Not everyone who was accused or an accuser left descendants, and some of them disappeared from history altogether. Abigail Williams, one of the original group of girls who began the accusations that started the trials, disappeared from Salem Village as a teenager and no record of her has been found after her departure from the town. But plenty of people did leave descendants. If one of your ancestor was an accused or an accuser, you are part of one of the most notorious and intriguing periods in American history, one with a cause that is still being debated today.

If you discover a possible connection to someone involved in the witch trials and want to investigate it further, or you know you are descended from someone who was involved and want to learn more about the person, there are many resources available to you.

In the town of Salem, the Peabody-Essex Museum has the original handwritten transcripts from the witch trials, where you can read the actual words that were spoken at the trials and who said them. You will also find artifacts, such as items that belonged to both the accused and the accusers, letters to other towns inquiring on the whereabouts of suspected witches, and even letters to the King of England asking him to intervene in the proceedings, so the witch madness would stop. This museum is one of the foremost places for research on the Salem witch trials in the country.

The Bloodlines of Salem website has some good information on the trials, as well as a section on notable descendants of the accused and the accusers. About.com has a site full of links to good resources on witch trial genealogy. You can also check the family trees of the accused and the accusers on Ancestry.com and trace them far backward in time or all the way forward in time with ease.

In addition, there is a lineage society you can join based on your descent from someone who was accused. The name of the society is The Associated Daughters of Early American Witches. Not many people qualify for membership, so if you have a witch trials accused ancestor and you’re a woman, be sure to get your paperwork in and display your credentials proudly.

The Salem witch trials are still very much a part of the American identity. They are an event that has never been forgotten and lives on in the national imagination. Discover your own witch trial ancestry, and know you are part of something incredibly tragic and fascinating at the same time, and something that will never be forgotten.



AncestralFindings.com

Will founded Ancestral Findings back in 1995. He has been involved in genealogy research for over 20 years. The thrill of the hunt, the adventure, and the excitement begin when he started investigating the meaning of his Moneymaker surname. Why I Love Genealogy (And You Should, Too!)

4 Comments

  • Don’t forget the Danes and Johnsons in Andover. I found out fairly recently that my grandmother was descended from Francis Dane. None of them were executed (Francis was a *very* smart guy, hence why he later was called “The Hero of Andover” for getting spectral evidence thrown out and basically wrecking the accusers’ whole modus operandi), but more of his family members were arrested and charged than in any other family during the Salem Trials.

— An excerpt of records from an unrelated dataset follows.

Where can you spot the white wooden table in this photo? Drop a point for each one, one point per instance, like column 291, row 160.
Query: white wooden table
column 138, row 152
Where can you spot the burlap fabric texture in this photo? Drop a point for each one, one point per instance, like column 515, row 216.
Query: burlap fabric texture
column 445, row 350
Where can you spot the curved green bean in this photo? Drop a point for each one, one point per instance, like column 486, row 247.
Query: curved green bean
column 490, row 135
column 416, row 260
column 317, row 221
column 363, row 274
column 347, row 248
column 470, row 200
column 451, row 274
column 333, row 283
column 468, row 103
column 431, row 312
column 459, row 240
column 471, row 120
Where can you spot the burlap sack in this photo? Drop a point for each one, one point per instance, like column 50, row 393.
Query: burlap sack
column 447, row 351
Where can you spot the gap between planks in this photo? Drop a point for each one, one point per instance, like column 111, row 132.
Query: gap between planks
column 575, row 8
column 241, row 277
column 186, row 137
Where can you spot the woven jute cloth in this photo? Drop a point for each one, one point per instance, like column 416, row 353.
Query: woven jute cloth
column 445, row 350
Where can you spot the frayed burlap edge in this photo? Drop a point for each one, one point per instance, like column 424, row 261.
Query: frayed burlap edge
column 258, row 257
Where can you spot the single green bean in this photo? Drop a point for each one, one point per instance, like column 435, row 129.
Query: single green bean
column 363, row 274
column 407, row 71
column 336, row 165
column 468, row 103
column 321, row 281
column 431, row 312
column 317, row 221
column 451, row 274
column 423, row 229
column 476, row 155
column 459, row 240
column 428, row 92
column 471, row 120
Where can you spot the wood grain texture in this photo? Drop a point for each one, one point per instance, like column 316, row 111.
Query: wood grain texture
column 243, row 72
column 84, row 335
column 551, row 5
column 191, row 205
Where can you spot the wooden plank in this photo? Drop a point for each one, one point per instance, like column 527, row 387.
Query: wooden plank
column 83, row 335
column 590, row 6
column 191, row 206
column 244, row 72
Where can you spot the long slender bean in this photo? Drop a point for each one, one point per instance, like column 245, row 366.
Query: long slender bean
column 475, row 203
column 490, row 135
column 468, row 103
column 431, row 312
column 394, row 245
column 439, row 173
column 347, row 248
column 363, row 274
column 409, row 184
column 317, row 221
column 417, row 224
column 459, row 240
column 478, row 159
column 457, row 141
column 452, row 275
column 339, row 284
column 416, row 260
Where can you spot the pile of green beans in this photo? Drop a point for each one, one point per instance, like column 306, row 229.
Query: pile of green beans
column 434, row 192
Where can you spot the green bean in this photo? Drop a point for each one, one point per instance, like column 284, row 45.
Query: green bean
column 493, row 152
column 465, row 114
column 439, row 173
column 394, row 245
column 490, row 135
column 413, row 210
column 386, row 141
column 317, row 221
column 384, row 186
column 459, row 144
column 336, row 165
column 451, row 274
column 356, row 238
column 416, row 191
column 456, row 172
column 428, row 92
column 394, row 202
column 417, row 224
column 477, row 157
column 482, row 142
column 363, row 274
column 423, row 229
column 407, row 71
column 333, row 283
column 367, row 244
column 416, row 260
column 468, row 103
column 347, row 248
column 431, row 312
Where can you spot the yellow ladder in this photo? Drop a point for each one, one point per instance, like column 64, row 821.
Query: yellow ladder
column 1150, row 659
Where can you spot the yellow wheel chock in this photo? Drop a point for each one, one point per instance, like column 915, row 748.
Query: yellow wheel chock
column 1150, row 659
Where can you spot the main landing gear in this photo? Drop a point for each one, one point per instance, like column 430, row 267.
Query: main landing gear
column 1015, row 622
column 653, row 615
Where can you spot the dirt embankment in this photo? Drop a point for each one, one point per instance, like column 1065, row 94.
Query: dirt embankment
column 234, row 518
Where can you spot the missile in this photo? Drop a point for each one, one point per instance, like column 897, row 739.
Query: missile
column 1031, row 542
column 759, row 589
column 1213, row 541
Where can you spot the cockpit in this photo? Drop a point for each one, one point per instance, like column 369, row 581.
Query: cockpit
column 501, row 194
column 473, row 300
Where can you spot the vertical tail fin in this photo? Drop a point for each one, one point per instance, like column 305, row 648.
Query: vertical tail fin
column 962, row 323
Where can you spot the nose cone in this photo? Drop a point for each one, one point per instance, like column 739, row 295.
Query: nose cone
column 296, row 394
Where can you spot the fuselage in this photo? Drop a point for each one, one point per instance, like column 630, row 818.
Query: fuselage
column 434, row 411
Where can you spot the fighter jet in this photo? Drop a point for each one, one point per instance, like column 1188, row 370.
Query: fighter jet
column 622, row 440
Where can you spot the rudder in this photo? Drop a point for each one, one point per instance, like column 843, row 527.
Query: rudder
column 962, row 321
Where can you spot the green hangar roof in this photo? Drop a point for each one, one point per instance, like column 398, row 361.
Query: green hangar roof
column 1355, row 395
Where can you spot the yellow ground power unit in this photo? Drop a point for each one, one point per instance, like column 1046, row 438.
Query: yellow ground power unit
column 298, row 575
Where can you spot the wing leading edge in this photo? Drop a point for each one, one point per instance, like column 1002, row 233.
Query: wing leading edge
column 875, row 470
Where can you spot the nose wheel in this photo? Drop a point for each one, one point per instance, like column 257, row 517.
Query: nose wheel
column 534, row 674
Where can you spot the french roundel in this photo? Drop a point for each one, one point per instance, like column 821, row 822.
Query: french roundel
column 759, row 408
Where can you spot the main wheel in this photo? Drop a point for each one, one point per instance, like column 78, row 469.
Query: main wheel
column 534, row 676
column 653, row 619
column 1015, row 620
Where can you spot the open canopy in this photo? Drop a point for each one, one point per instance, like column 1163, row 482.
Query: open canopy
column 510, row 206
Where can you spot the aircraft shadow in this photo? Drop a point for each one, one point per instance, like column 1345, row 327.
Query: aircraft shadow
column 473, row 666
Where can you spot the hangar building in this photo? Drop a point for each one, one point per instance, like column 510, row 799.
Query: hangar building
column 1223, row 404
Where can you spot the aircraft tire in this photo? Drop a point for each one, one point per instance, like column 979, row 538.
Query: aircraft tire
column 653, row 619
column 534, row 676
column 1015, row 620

  • A very BIG omission from this page is mention of the Towne Family Association. Sisters Rebecca Towne Nurse and Mary Towne Estey were two of the 19 hanged for witchcraft in Danvers. A third sister, Sarah Towne Cloyse, was jailed for witchcraft but escaped execution. Rebecca, Mary and Sarah were daughters of William and Joanna Blessing Towne, English immigrants in about 1635. They have many thousands of descendants in the U.S., and hundreds are members of the all-volunteer Towne Family Assn. TFA maintains an extensive database of William and Joanna’s descendants which is available to all members. It also publishes a quarterly newsletter, supports genetic research to confirm and refine Towne family links, and holds national and regional annual meetings. Membership is open to all those descended from William and Joanna and to anyone interested in Towne family history.